Gilmore, of course, is the former Dartmouth defensive coordinator who was believed to be one of the finalists for the vacant head coaching position at Yale. Word broke yesterday that he has withdrawn his name from consideration for the job, which remains unfilled.

Randolph is Gilmore's senior quarterback, who injured an ankle in the first half of his first junior varsity game and didn't play again that season.

With the Patriot League approving his petition for a final year, Dartmouth's traditionally tough first half of the season just got that much tougher.

How has Randolph fared against Dartmouth the past three years?
  • 2006 20-32, 259 yards, 1 TD, 0 int in a 24-21 win
  • 2007 24-35, 298 yards, 2 TD, 0 int. in a 41-15 win
  • 2008 33-45, 391 yards, 2 TD, 2 int. in a 44-26 win
Add it up and he's completed 77-of-112 passes (68.8 percent) for 948 yards, five touchdowns and two interceptions against the Big Green. Randolph, by the way, just won the George “Bulger” Lowe Award as the Division I Player of the Year in New England. He finished ninth in the balloting for the Walter Payton Award as the nation's top offensive player in the FCS.

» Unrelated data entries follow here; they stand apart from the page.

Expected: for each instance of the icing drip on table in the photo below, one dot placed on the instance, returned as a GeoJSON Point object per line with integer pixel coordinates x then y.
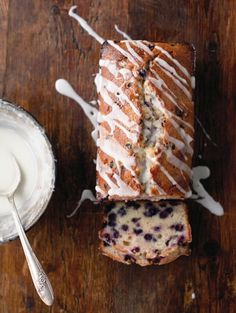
{"type": "Point", "coordinates": [86, 195]}
{"type": "Point", "coordinates": [202, 196]}
{"type": "Point", "coordinates": [63, 87]}
{"type": "Point", "coordinates": [117, 118]}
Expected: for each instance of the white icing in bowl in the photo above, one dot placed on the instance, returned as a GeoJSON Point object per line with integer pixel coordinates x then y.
{"type": "Point", "coordinates": [18, 123]}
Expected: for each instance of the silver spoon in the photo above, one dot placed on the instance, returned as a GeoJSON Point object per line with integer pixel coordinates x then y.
{"type": "Point", "coordinates": [40, 279]}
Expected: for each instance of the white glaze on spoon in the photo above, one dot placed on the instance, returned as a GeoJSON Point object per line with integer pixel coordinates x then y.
{"type": "Point", "coordinates": [86, 195]}
{"type": "Point", "coordinates": [203, 197]}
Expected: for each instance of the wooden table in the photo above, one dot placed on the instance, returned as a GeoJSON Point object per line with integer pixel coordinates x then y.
{"type": "Point", "coordinates": [39, 43]}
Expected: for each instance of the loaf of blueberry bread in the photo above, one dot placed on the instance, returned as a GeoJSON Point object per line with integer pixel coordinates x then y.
{"type": "Point", "coordinates": [146, 117]}
{"type": "Point", "coordinates": [145, 232]}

With Colgate having taken the wraps off of Patriot League Rookie of the Year Nate Eachus (872 rushing yards and 10 TDs after moving over from linebacker), New Hampshire being New Hampshire and Penn having the most All-Ivy players in the league returning those first three games next fall will certainly be a challenge. What Yale will look like in Game 4 is anybody's guess (but the game is at New Haven, which won't help the Dartmouth cause) and then it's off to Holy Cross for another look at Randolph.

There are Dartmouth bashers who think Big Green sympathizers talk too much about the difficulty of the early season schedule but no matter how you slice it, that's clearly not an easy first five games.

Returning star players is no guarantee of success, of course, something Dartmouth fans should know. The Big Green won a share of the title in 1992 with Jay Fiedler completing 64.1 percent of his passes. He came back as a senior and saw his completion percentage plummet to 49.8 as the Big Green finished a strong second in the Ivy but did not repeat.

Still, it's better to have star players returning than not have them returning and clearly, Colgate, UNH (quarterback RJ Toman, tight end Scott Sicko) and Penn have plenty of firepower back in the fold.

Sicko, by the way, was named to the Associated Press All-America first team. Other players Dartmouth faced this year who were honored by the AP included second-teamers Bobby Abare (Yale linebacker) and Nick Hennessey (Colgate offensive line) and third-teamers James Williams (Harvard offensive line) and Andrew Samson (Penn kicker).

This is kind of silly. Someone on eBay is offering a "vintage 70's" Dartmouth football jersey starting at $29.99. Before you bid on it (which no one has as of this morning) take a good look. Unless I'm mistaken, that's not a game jersey at all, but one of the "class numeral" shirts that freshmen wear to the first football game. And if that's the case, this "70's" jersey is from 1987 because that's the numeral.

And finally, I'm working on a freelance story about Dartmouth basketball forward Alex Barnett, a truly remarkable player who last night went over 1,000 points in his career. The silky 6-6 senior is averaging 21.4 points and 5.1 rebounds per game for the 2-6 Big Green. (Those numbers would have been even higher if he'd played more than 23 minutes in Sunday's win over Division III Plymouth State.) But the reason I mention this isn't Barnett. It's because there were 317 people at the men's basketball game against Quinnipiac at Leede Arena and 807 for the women's ice hockey game against Harvard. Granted, the women's hockey team is No. 3 in the nation and Harvard, is Harvard. That's great for the women's hockey team. But are you kidding me?